My Mothers Bookshelf
- janeazuka
- Jul 29, 2020
- 2 min read
My mother's bookshelf is color coded; hues of colors perfectly falling one into another, children's storybooks next to radical black feminists; my yearbooks sit aligned with Harry Potter. The system of organization suggests a rejection of the Dewey Decimal System which lays the structure for her work as a librarian. It is also an embrace of a higher organized self. My own bookshelf at home is color coded now and I cannot imagine it any other way. This bookshelf, access to knowledge, fantasy, truth, magic and history provided me with educational opportunity in ways I am just now beginning to truly understand.

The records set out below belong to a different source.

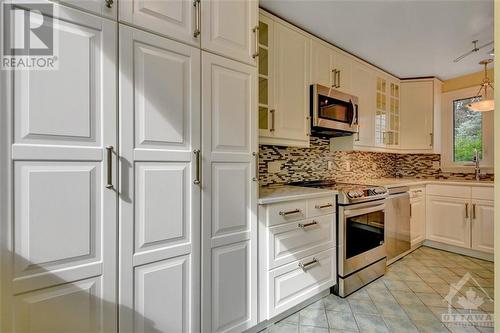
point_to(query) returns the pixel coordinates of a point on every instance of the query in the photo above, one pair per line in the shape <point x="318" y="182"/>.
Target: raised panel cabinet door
<point x="483" y="225"/>
<point x="417" y="221"/>
<point x="160" y="198"/>
<point x="363" y="83"/>
<point x="106" y="8"/>
<point x="448" y="220"/>
<point x="417" y="112"/>
<point x="176" y="19"/>
<point x="229" y="195"/>
<point x="292" y="85"/>
<point x="230" y="28"/>
<point x="64" y="184"/>
<point x="321" y="64"/>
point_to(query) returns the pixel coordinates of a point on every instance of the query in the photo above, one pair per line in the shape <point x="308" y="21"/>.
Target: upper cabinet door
<point x="106" y="8"/>
<point x="64" y="221"/>
<point x="292" y="86"/>
<point x="321" y="64"/>
<point x="176" y="19"/>
<point x="160" y="206"/>
<point x="230" y="28"/>
<point x="417" y="112"/>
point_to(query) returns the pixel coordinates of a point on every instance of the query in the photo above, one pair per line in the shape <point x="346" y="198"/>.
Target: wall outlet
<point x="274" y="166"/>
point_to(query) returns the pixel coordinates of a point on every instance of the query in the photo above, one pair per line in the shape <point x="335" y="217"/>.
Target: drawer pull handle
<point x="328" y="205"/>
<point x="309" y="264"/>
<point x="305" y="225"/>
<point x="290" y="212"/>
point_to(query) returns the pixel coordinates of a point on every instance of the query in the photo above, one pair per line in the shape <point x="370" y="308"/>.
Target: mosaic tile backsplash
<point x="298" y="164"/>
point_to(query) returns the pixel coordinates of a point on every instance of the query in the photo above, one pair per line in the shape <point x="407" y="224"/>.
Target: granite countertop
<point x="279" y="193"/>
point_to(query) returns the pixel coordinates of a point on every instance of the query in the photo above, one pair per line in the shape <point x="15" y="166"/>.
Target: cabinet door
<point x="64" y="224"/>
<point x="321" y="64"/>
<point x="417" y="104"/>
<point x="99" y="7"/>
<point x="292" y="88"/>
<point x="417" y="221"/>
<point x="160" y="204"/>
<point x="448" y="220"/>
<point x="482" y="225"/>
<point x="175" y="19"/>
<point x="228" y="28"/>
<point x="229" y="196"/>
<point x="363" y="83"/>
<point x="343" y="64"/>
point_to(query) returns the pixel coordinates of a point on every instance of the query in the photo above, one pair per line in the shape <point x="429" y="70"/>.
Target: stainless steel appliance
<point x="397" y="216"/>
<point x="333" y="113"/>
<point x="360" y="234"/>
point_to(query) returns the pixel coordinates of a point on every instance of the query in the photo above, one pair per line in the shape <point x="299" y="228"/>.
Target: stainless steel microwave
<point x="333" y="113"/>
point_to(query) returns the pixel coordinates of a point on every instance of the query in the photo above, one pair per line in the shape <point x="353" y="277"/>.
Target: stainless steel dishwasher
<point x="397" y="219"/>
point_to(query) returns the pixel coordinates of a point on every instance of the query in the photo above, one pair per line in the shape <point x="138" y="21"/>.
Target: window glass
<point x="467" y="130"/>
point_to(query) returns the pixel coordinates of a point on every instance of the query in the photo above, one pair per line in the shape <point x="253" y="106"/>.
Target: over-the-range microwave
<point x="333" y="113"/>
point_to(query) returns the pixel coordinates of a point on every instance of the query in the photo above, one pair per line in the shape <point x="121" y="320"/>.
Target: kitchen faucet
<point x="475" y="159"/>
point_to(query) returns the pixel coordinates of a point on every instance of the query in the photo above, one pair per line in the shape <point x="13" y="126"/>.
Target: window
<point x="467" y="130"/>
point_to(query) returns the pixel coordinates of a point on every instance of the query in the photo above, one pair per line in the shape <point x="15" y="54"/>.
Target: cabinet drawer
<point x="417" y="192"/>
<point x="290" y="284"/>
<point x="320" y="206"/>
<point x="291" y="241"/>
<point x="483" y="193"/>
<point x="455" y="191"/>
<point x="286" y="212"/>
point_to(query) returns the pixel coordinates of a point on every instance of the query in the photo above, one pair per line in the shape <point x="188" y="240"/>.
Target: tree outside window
<point x="467" y="130"/>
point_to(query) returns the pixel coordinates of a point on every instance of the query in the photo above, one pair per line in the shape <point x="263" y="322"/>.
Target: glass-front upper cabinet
<point x="266" y="111"/>
<point x="387" y="132"/>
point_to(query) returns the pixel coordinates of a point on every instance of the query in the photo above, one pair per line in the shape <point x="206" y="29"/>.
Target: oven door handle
<point x="362" y="211"/>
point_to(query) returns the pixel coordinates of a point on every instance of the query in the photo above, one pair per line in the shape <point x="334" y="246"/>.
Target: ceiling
<point x="407" y="38"/>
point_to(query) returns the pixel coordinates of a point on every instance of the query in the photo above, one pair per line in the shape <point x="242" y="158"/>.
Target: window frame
<point x="448" y="122"/>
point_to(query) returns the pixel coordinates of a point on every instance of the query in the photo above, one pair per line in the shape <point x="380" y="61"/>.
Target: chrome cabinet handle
<point x="197" y="18"/>
<point x="197" y="179"/>
<point x="305" y="225"/>
<point x="290" y="212"/>
<point x="109" y="153"/>
<point x="309" y="264"/>
<point x="328" y="205"/>
<point x="256" y="178"/>
<point x="272" y="120"/>
<point x="256" y="32"/>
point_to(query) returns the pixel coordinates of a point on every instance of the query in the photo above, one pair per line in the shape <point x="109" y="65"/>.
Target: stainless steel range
<point x="361" y="233"/>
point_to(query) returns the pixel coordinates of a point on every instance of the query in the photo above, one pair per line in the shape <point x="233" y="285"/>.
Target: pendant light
<point x="484" y="104"/>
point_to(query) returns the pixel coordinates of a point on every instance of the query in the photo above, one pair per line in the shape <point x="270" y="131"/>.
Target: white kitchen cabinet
<point x="160" y="206"/>
<point x="230" y="28"/>
<point x="363" y="81"/>
<point x="176" y="19"/>
<point x="61" y="251"/>
<point x="483" y="225"/>
<point x="417" y="215"/>
<point x="448" y="220"/>
<point x="229" y="195"/>
<point x="290" y="118"/>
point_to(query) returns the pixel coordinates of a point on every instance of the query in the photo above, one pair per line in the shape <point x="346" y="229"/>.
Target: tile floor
<point x="409" y="298"/>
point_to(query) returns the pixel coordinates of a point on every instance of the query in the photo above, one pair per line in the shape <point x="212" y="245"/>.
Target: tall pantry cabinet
<point x="120" y="208"/>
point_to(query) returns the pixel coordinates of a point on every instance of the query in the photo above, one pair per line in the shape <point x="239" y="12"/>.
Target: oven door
<point x="362" y="229"/>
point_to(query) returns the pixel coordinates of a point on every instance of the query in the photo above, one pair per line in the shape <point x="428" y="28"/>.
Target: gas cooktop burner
<point x="348" y="193"/>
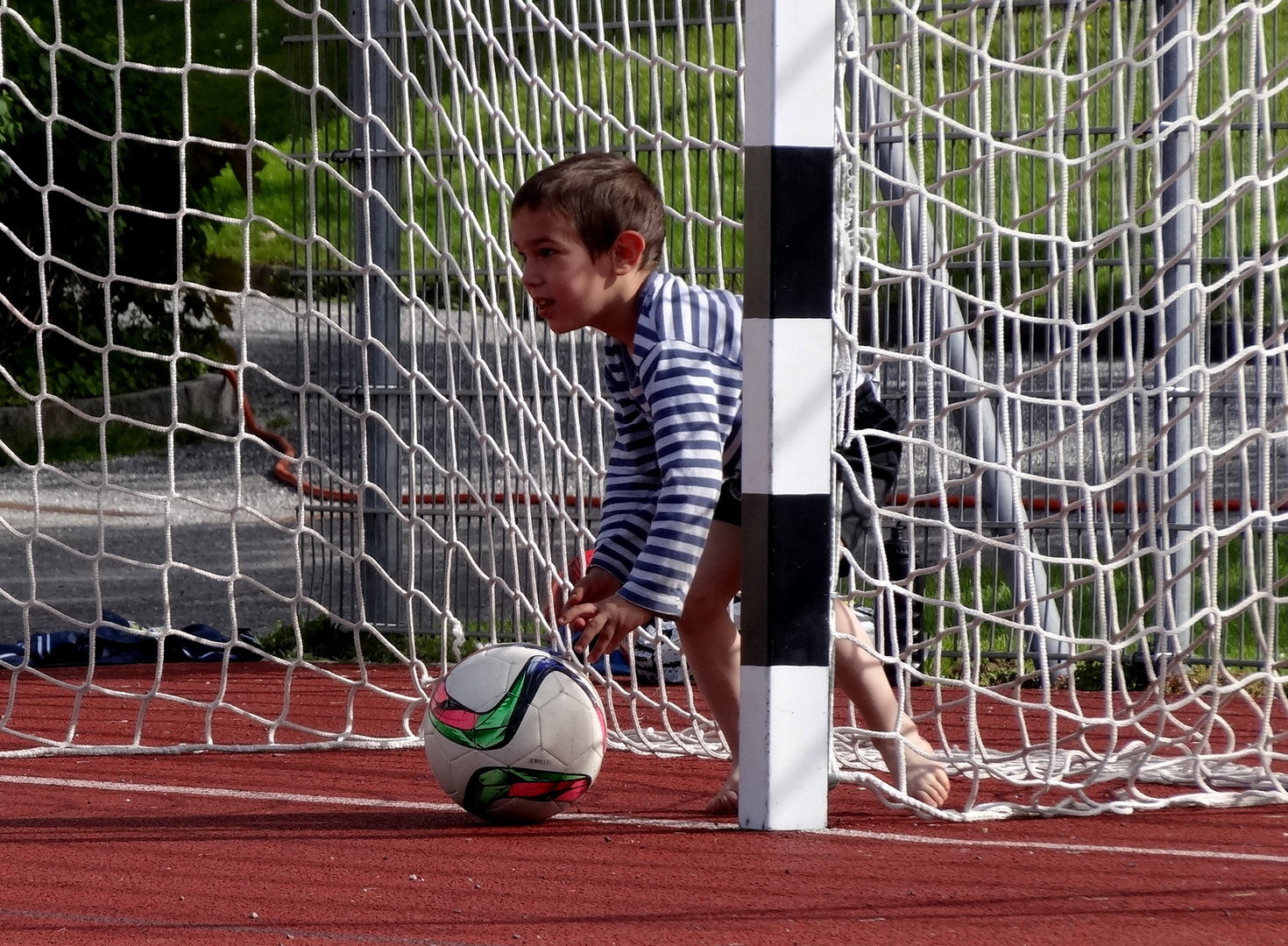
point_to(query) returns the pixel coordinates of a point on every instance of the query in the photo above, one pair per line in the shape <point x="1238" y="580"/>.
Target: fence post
<point x="1178" y="254"/>
<point x="376" y="303"/>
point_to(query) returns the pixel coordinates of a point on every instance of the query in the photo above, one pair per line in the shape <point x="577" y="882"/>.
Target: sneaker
<point x="657" y="654"/>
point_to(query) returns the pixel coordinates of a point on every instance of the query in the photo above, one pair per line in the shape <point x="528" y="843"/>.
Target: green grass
<point x="1244" y="577"/>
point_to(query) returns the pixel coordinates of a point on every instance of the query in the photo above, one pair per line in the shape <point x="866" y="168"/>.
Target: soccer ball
<point x="514" y="734"/>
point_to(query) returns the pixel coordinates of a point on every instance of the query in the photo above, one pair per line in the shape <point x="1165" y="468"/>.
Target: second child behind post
<point x="589" y="232"/>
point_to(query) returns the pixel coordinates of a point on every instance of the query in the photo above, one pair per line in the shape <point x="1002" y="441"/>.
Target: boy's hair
<point x="602" y="196"/>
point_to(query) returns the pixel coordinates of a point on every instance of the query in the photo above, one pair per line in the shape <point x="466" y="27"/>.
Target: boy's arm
<point x="695" y="400"/>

The first time I did a privilege walk was in high school (where I was one of maybe four black girls in a class of 200). The intention of the exercise was to aid us in recognizing our privilege. The impact of the exercise was to make me realize my lack thereof.
I remember being feet behind the rest of my classmates as they stepped forward at almost every question, while me and a Southeast Asian girl stood in the realization of our positionality. Together we stood in the reality that we were not strides ahead, but feet behind the rest, all because of “Take a step forward if your parents are together” or “Take a step forward if there is always food in your fridge” and “Take a step forward if you are white.” So far behind our peers for statements that felt like sheer luck and circumstance. So far behind that the placement almost felt intentional, that we belonged in the back. Then the teacher, coincidentally one of my favorite teachers, a guide and mentor for me in that year and for years to come, asked a question I could pridefully take a giant leap ahead for “Take a step forward if you have more than twenty books in your house”.